Using HEDSM to Support Budgeting and Financial Planning
The HEDSM can support all four of the following processes, which are required for university planning and budgeting. Using a single model across all the processes provides data consistency, seamless shifting among types of decisions, issues, and operating units, and complete flexibility in the production of reports.
- Prepare a baseline financial forecast to project the consequences of current strategies and policies in light of expected changes in external conditions.
Based on three- to five-year forecasts of enrollment and other revenue drivers, plus cost-rise factors (e.g. inflation and salary increases), and assuming no material change in university strategies or tuition and other policies. The HEDSM can produce multiyear estimates of revenues, costs, margins (both direct and loaded with overheads), and key activity variables for operating units, degree programs, and university as a whole. Performed by the central administration (the Provost, CFO, and their staffs).

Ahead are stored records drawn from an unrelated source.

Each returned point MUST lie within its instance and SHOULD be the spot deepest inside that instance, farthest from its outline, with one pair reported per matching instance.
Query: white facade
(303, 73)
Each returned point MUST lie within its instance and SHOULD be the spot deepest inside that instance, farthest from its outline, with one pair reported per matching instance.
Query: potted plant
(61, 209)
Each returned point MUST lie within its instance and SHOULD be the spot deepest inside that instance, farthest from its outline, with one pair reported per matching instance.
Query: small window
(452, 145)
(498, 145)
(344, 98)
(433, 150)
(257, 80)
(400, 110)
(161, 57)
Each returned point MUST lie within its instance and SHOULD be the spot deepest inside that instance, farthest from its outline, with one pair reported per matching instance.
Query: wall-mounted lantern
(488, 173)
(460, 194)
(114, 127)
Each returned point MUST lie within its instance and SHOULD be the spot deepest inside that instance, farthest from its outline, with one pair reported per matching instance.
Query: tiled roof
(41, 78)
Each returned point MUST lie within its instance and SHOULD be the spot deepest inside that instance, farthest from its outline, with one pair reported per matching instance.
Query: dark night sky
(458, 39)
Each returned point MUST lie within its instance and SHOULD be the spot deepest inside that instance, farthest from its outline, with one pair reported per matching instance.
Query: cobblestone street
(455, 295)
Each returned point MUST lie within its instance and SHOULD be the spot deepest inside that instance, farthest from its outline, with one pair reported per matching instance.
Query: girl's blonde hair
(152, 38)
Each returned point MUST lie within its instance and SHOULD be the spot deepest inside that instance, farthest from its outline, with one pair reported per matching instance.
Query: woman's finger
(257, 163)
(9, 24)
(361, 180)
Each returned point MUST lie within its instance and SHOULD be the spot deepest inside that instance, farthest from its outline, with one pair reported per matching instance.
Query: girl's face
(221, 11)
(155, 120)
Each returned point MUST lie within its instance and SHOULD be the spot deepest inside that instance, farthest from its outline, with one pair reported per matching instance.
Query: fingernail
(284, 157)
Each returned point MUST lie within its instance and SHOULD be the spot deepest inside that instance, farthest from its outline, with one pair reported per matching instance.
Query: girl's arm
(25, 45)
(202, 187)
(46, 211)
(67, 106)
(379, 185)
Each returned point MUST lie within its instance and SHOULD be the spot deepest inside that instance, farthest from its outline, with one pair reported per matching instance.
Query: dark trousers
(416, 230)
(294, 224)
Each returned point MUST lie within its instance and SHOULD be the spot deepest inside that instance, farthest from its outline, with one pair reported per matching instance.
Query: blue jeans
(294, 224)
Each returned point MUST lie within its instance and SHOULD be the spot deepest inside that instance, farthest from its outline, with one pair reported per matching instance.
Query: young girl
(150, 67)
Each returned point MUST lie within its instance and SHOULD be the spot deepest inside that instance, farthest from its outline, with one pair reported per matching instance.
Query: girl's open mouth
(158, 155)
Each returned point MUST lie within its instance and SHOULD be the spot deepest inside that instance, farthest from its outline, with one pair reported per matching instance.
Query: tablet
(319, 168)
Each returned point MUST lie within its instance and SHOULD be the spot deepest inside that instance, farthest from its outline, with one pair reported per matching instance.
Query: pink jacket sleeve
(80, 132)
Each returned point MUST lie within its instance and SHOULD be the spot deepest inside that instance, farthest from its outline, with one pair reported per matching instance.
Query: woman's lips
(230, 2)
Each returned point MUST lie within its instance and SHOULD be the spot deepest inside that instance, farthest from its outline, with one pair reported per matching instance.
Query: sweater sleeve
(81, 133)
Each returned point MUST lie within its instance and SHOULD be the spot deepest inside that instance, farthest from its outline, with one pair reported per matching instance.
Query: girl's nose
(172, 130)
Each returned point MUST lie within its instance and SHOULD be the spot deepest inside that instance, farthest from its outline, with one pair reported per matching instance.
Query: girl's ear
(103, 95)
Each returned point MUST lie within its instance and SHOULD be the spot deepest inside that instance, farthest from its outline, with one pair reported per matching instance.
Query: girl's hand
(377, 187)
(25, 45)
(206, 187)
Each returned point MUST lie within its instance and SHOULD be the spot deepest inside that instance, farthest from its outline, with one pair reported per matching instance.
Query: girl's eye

- Test alternative strategies and policies for improving academic performance and financial sustainability.
Make “what-if” adjustments (to the baseline forecast) for the effects of potential strategic initiatives: e.g., program expansion or contraction (and in extreme cases program or campus closures), efforts to penetrate new markets, and significant changes in tuition or academic staffing policies. The HEDSM can produce the same estimates as above for each scenario considered. Performed by the central administration, usually in close consultation with the deans.
- Finalize the budget by approving or rejecting specific general funds allocation requests, based on mission considerations, projected costs or margins, expected restricted fund usage, and an unrestricted spending limit derived from the chosen strategy scenario.
For each school or department (depending upon the university’s style of budgeting), the HEDSM can evaluate the effects of each proposed budget increment or reduction in terms of effect on margin and performance-related variables like class-size, teaching load, and adjunct faculty usage. These results enable deans and department chairs to do a better job of maximizing performance within the available budget limit.
- Plan departmental operations for each semester: e.g., determine course offerings, staffing, and facilities usage profiles.
The HEDSM helps chairs improve performance by adjusting course rosters and resourcing assignments in response to external events (e.g. unexpected enrollment shifts), given available staff, adjunct budgets, and facilities.
These improvements add to the substantial benefits obtainable from Pilbara’s original ABC model: e.g., for answering conventional cost accounting and benchmarking questions, and responding to external requests for data. The HEDSM provides functionality that is not practical in spreadsheet models. It has been described as a “game-changer” for higher education.
For more information about the processes of financial planning and budgeting, financial sustainability, and enhancements to the ABC model, see Chapters 4 and 5 of William F Massy, Reengineering the University: How to Be Mission Centered, Market Smart, and Margin Conscious (Baltimore: The Johns Hopkins University Press, 2016). The HEDSM can implement most of the recommendations contained therein.